From: Marco.Cimarosti@icl.com
Date: Fri Jan 21 2000 - 10:16:14 EST


I know, I know: the "top 100" languages list is utter non-sense and surely
does not fit the public relation needs of The Unicode Consortium.

However, as some people took the time to send me corrections and advice, I
tried to integrate them in the list, just for our amusement.

* John Cowan > "Azerbaijan has switched to Latin."
[I moved it]

* Joerg Knappen > Sunda uses Latin; Oromo uses Ethiopic.
[I moved them]

* Roozbeh Pournader > "Sindhi is written in Arabic script."
[I moved it]

* Thomas Chan > "... Other than Mandarin Chinese and Yue Chinese, the
other "Chinese" ones don't really have developed writing traditions, so the
question is sort of academic..."
[See next]

* John Cowan and I > similar concern for Italian dialects.
[I collapsed most "dialects" under the entry of the "national language"
spoken in the area, assuming that speakers of these languages would use the
"national language" in writing (especially on computers)]

* Kent Karsson > "... That does not even cover all of the official
languages of the EU! So that "top 100" statement would be highly
UNimpressive..."
[EU languages are not more important than others; moreover many other
languages are missing. Some of these languages (e.g. Hebrew) are relevant
for Unicode because they use a special script, or are tricky, or are "often
used" on computers, so I sort of added them without estimates]

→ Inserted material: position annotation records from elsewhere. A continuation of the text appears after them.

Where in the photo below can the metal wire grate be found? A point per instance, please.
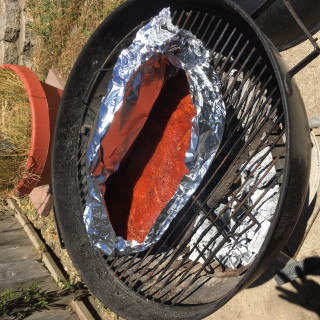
(255, 125)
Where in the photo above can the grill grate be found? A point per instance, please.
(255, 121)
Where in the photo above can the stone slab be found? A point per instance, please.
(53, 315)
(13, 273)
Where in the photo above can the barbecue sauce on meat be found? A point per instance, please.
(150, 174)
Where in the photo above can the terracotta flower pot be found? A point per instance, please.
(44, 104)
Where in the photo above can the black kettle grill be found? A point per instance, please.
(264, 109)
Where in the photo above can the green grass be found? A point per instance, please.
(22, 303)
(62, 28)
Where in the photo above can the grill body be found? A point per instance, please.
(130, 285)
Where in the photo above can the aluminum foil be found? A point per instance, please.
(184, 51)
(241, 250)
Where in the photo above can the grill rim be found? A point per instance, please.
(61, 204)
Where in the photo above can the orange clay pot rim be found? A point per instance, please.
(40, 136)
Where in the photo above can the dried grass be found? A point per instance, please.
(62, 28)
(15, 131)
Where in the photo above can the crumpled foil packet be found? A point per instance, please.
(241, 250)
(184, 51)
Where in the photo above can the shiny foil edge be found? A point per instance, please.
(158, 36)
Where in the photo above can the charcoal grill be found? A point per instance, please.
(264, 110)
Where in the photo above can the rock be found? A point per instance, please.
(10, 20)
(8, 53)
(26, 39)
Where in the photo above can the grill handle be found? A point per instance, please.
(305, 61)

* Janko Stamenovic > split Serbo-Croatian in Serbian (rough estimate:
8..10 millions) and Croatian.
[The divorce is done: 10 millions to Serbian and the rest to Croatian]

Here are the revised statement and the new list (ordered by writing systems;
the numbers show an estimate of the people speaking each language, in
millions).

"Unicode supports the top 100 languages. Unicode also supports all the
official languages used in the EU and many other languages, some of which
require unique writing systems."

*** Latinate alphabet
332 SPANISH
322 ENGLISH
170 PORTUGUESE
 98 GERMAN
 76 JAVANESE
 72 FRENCH
 68 VIETNAMESE
 59 TURKISH
 46 ITALIAN
 44 POLISH
 31 AZERBAIJANI
 27 SUNDA
 26 ROMANIAN
 24 HAUSA
 20 DUTCH
 20 YORUBA
 18 MALAY (also written in Arabic)
 17 INDONESIAN
 17 IGBO
 17 TAGALOG
 15 HUNGARIAN
 12 CZECH
 11 CROATIAN
  9 MALAGASY
  9 RWANDA
  9 SOMALI
  9 ZULU
  9 SWEDISH
  8 NIGERIAN FULFULDE
  7 HAITIAN CREOLE FRENCH
    (all other official languages in the EU)

*** Greek alphabet
 12 GREEK

*** Cyrillic alphabet
170 RUSSIAN
 41 UKRAINIAN
 18 NORTHERN UZBEK
 10 BELARUSAN
 10 SERBIAN (also written in Latinate)
  9 BULGARIAN
  8 TATAR
  8 KAZAKH
  7 UYGHUR

*** Armenian alphabet
    (ARMENIAN)
  
*** Hebrew alphabet
    (HEBREW)
    (YIDDISH)

*** Arabic alphabet
175 ARABIC (all dialects)
 58 URDU
 31 FARSI
 30 WESTERN PANJABI
 20 SINDHI
 18 PASHTO

*** Thaana alphabet
    (MALDIVIAN)
  
*** Devanagari alphabet
182 HINDI
 65 MARATHI
 16 NEPALI

*** Bengali alphabet
189 BENGALI
 14 ASSAMESE

*** Gujarati alphabet
 44 GUJARATI

*** Gurmukhi alphabet
 26 EASTERN PANJABI

*** Oriya alphabet
 31 ORIYA

*** Tamil alphabet
 63 TAMIL

*** Telugu alphabet
 66 TELUGU

*** Kannada alphabet
 34 KANNADA

*** Malayalam alphabet
 34 MALAYALAM

*** Sinhala alphabet
 13 SINHALA

*** Thai alphabet
 35 THAI

*** Lao alphabet
    (LAO)

*** Myanmar alphabet
 22 BURMESE

*** Georgian alphabet
    (GEORGIAN)

*** Hangul script
 75 KOREAN (also uses CJK ideographs, a.k.a. hanja)

*** Ethiopic script
 17 AMHARIC
  9 OROMO

*** Cherokee script
    (CHEROKEE)

*** Canadian syllabic script
    (INUIT)

*** Khmer alphabet
  7 KHMER

*** Mongolian alphabet
    (MONGOLIAN)

*** Braille patterns
    (many languages worldwide)

*** Kana script
125 JAPANESE (also uses CJK ideographs, a.k.a. kanji)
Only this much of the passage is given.